Australian Super loses a billion on a dud investment but is that a problem?

Peter Switzer
27 August 2024

It doesn’t sound great when it’s reported that Australian Super has lost $1 billion on an investment! And to the untrained, hearing the industry super fund’s chief investment officer say he will triple down on the kind of investment that went wrong, would have to be a worry.

However, the worry would be largely misplaced.

Sure, it would be better if the fund that has the money of 3 million members invested for their retirement didn’t have too many dud investments like this one, but losing a billion when you manage $341 billion is an occupational hazard when you become as big as Australian Super.

To put a $1 billion loss into perspective, if you had a million in your self-managed super fund and you invested the equivalent amount as Australian Super did in a mining company that’s share price fell and then it closed, you might have lost $3,000. Meanwhile your other investments might have made you 8%, which industry super funds can average (see chart above), meaning all up you made $80,000 in total.

This is what you’d call an objective assessment of this billion dollar loss but subjectively, if you’re a member of Australian Super, knowing that its chief investment officer, Mark Delaney, told the AFR that he intends to triple the fund’s investment in what is called private equity could be a worry.

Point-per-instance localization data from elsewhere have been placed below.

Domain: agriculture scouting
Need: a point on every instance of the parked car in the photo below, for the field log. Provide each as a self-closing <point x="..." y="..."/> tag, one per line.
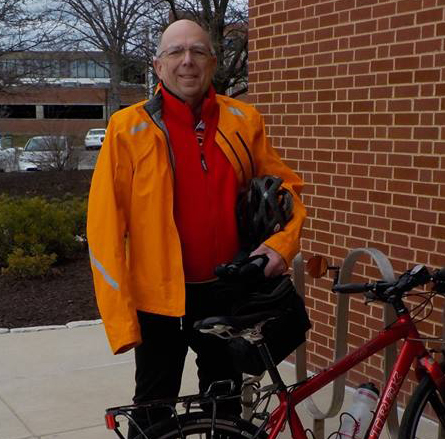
<point x="8" y="156"/>
<point x="7" y="159"/>
<point x="94" y="138"/>
<point x="45" y="153"/>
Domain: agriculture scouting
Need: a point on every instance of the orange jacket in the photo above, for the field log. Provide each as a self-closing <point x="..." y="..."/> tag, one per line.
<point x="134" y="245"/>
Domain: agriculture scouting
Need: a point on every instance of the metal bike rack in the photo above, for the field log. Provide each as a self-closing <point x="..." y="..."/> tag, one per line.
<point x="338" y="393"/>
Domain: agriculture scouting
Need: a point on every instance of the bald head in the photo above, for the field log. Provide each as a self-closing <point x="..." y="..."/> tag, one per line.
<point x="185" y="61"/>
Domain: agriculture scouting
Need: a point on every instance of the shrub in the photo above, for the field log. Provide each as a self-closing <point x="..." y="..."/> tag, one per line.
<point x="38" y="227"/>
<point x="23" y="266"/>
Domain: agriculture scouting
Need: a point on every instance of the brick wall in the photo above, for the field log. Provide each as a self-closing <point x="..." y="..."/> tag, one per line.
<point x="353" y="94"/>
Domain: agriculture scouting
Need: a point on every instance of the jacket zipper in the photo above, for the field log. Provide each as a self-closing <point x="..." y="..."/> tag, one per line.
<point x="247" y="151"/>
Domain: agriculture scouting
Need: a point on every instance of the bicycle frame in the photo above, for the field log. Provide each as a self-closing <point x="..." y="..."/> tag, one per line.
<point x="412" y="349"/>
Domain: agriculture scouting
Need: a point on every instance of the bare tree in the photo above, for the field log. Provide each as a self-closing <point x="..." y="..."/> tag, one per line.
<point x="110" y="26"/>
<point x="227" y="23"/>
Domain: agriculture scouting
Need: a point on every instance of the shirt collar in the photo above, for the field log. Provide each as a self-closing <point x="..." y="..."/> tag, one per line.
<point x="178" y="108"/>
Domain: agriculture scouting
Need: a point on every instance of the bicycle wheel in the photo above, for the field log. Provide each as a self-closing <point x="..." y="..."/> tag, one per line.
<point x="199" y="425"/>
<point x="424" y="415"/>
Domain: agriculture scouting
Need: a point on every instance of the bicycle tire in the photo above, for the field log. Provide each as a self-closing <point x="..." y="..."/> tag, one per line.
<point x="199" y="424"/>
<point x="425" y="398"/>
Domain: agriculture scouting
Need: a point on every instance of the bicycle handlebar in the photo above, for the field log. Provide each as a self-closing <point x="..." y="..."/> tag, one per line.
<point x="387" y="291"/>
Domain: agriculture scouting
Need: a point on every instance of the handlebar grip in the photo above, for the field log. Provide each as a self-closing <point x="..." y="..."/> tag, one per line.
<point x="439" y="275"/>
<point x="351" y="288"/>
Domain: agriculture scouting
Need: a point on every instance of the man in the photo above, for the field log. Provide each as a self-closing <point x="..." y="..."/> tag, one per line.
<point x="161" y="215"/>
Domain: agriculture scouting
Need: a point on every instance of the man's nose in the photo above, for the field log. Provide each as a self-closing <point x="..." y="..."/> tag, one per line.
<point x="188" y="58"/>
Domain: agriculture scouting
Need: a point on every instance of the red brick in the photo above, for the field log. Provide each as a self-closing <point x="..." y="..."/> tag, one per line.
<point x="411" y="63"/>
<point x="429" y="16"/>
<point x="379" y="38"/>
<point x="407" y="6"/>
<point x="404" y="49"/>
<point x="426" y="133"/>
<point x="427" y="75"/>
<point x="400" y="77"/>
<point x="404" y="20"/>
<point x="428" y="46"/>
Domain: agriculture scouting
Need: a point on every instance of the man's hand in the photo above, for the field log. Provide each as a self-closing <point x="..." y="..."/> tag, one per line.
<point x="276" y="264"/>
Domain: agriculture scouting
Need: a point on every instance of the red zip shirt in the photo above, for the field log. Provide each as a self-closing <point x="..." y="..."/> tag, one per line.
<point x="206" y="188"/>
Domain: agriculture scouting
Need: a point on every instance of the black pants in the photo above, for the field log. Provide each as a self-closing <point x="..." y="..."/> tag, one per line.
<point x="161" y="356"/>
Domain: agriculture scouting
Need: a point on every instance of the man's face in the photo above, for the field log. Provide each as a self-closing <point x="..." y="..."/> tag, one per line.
<point x="185" y="63"/>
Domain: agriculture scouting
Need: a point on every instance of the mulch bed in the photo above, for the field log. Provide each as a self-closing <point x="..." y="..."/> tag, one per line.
<point x="67" y="294"/>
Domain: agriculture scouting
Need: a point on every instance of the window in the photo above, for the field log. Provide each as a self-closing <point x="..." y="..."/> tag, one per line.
<point x="73" y="111"/>
<point x="18" y="111"/>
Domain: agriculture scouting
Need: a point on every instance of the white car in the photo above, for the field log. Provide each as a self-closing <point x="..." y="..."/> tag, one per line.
<point x="94" y="138"/>
<point x="8" y="158"/>
<point x="46" y="153"/>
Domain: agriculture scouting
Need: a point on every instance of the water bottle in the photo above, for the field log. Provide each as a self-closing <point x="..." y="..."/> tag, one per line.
<point x="355" y="422"/>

You see, this fund is so big it can’t just invest in local stocks. It has to invest overseas in stocks, bonds, property, businesses and private equity. And it would invest in local property and businesses.

Cbus, a rival industry super fund is often seen as a big funder of massive building projects in our capital cities and the profits of these developments are meant to roll into its members returns. The members of the CFMEU have their super in Cbus.

So, what is private equity? Here’s a neat explanation from Businessinsider.com:

  1. Private equity involves investing in businesses or funds not listed on public stock exchanges.
  2. Private equity investments offer high returns but are illiquid and have high minimums.
  3. Traditional private equity is only open to the wealthy, but newer forms are available to smaller investors.

In Australian Super’s case, the AFR’s Paul Smith explained that the fund wore “…a loss of $US757 million on Pluralsight, a Utah-based video training firm once valued at more than US$5 billion. Australian Super is an investor in Vista Equity Partners and was co-underwriter alongside the Texan private equity firm in a $US3.5 billion take-private deal for Pluralsight at the end of 2020.

“At the weekend, Vista and Australian Super walked away from Pluralsight as its debts spiralled, leaving the company in the hands of lenders led by Blue Owl Capital and Ares Management.”

However, despite this billion dollar dud investment, Delaney says his fund will triple its commitment to these sorts of investments because of the high returns on offer. In fact, it’s involved in 43 private equity plays. In many ways, private equity backs potentially great businesses. And because industry super funds can’t just buy or sell $10 billion worth of CBA shares without shocking the stock market, private equity and industry super funds need each other.

All that Australian Super fund members can hope for is that Delaney doesn’t have too many Pluralsight dud investments.